Rick continues to keep as cool a head as possible, further engaging in discussions with Hershel in regards to the walkers as well as all of their futures. Shane on the other hand is fuming in a way we’ve yet to see. Not only is he burdened by the presence of the zombies, he’s enraged with Dale, who attempts to hide the groups guns to prevent any reckless accidents, and he’s just learned from Lori that she’s with child; there’s certainly a chance it’s Shane’s. This is one guy having a horrific day.
Hershel requests Rick assistance in ensnaring two random zombies, which he plans to bring back to the barn and house. Things however take a flying leap off the deep end upon their return to the farm. Shane spots the insanity from a distance, and snaps. Here we get the opportunity to see Jon Bernthal really tap into the powerful acting prowess he possesses; this man transforms from an edgy anti-hero to a full blown madman in the stretch of about five minutes.

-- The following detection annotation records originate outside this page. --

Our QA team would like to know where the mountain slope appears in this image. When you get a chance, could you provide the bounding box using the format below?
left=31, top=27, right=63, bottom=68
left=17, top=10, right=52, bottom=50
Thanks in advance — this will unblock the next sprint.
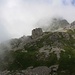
left=1, top=29, right=75, bottom=75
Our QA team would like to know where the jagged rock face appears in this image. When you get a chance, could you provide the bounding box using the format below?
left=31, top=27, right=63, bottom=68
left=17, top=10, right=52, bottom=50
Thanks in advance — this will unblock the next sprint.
left=71, top=21, right=75, bottom=26
left=32, top=28, right=43, bottom=39
left=47, top=18, right=69, bottom=31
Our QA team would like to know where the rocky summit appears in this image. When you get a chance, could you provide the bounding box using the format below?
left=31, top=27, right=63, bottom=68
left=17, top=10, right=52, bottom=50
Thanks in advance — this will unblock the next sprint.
left=0, top=20, right=75, bottom=75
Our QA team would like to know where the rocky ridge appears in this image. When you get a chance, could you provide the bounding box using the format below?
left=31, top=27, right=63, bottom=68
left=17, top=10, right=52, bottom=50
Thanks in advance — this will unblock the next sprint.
left=0, top=20, right=75, bottom=75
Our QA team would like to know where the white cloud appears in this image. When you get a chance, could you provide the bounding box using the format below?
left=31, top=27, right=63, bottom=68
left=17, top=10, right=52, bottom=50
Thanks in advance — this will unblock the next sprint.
left=0, top=0, right=75, bottom=37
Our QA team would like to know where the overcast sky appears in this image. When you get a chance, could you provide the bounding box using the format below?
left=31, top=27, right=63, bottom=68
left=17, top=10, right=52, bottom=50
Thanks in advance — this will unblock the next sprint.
left=0, top=0, right=75, bottom=40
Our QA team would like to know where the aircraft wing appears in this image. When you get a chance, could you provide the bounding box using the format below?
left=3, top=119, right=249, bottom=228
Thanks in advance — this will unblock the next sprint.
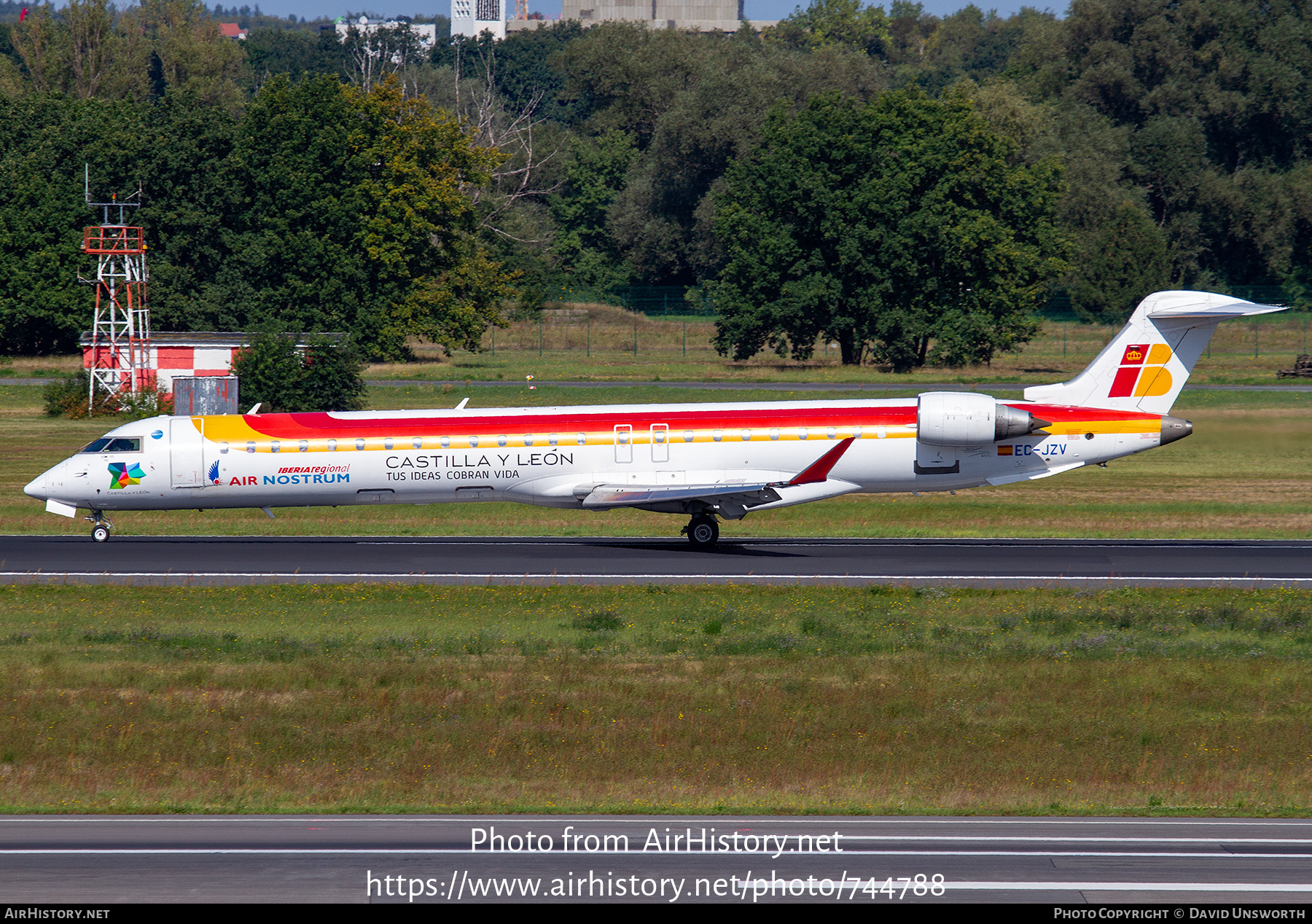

Shane rallies the survivors with a pep talk fit to be delivered by a drill sergeant, and before Hershel can make any attempt at preventing complete chaos, Shane’s got the barn open, allowing the trapped walkers to stumble directly into fire from those surrounding the barn. As illogical as Hershel’s idea of the walkers may be, Scott Wilson admittedly forces true sympathy with his wonderful performance. As stimulating as this madness may be, there’s another twist in store for viewers, and it’s nothing short of genius. With the barn seemingly empty, the surrounding crowd begins to lower their defenses, when one last stray slowly shambles from the structure. To the terror of everyone present, it’s Sophia, Carol’s daughter that they’ve been searching for endlessly.
In a tactical maneuver by some clever scribes and a remarkably capable director, Shane’s surge of dominance and power is diminished, as Rick is reestablished as the leader of the group when he’s forced to be the one to fall Sophia. Brilliant tactical ploy on the crew’s part that’s now got this writer dying to see the second portion of this season get back underway.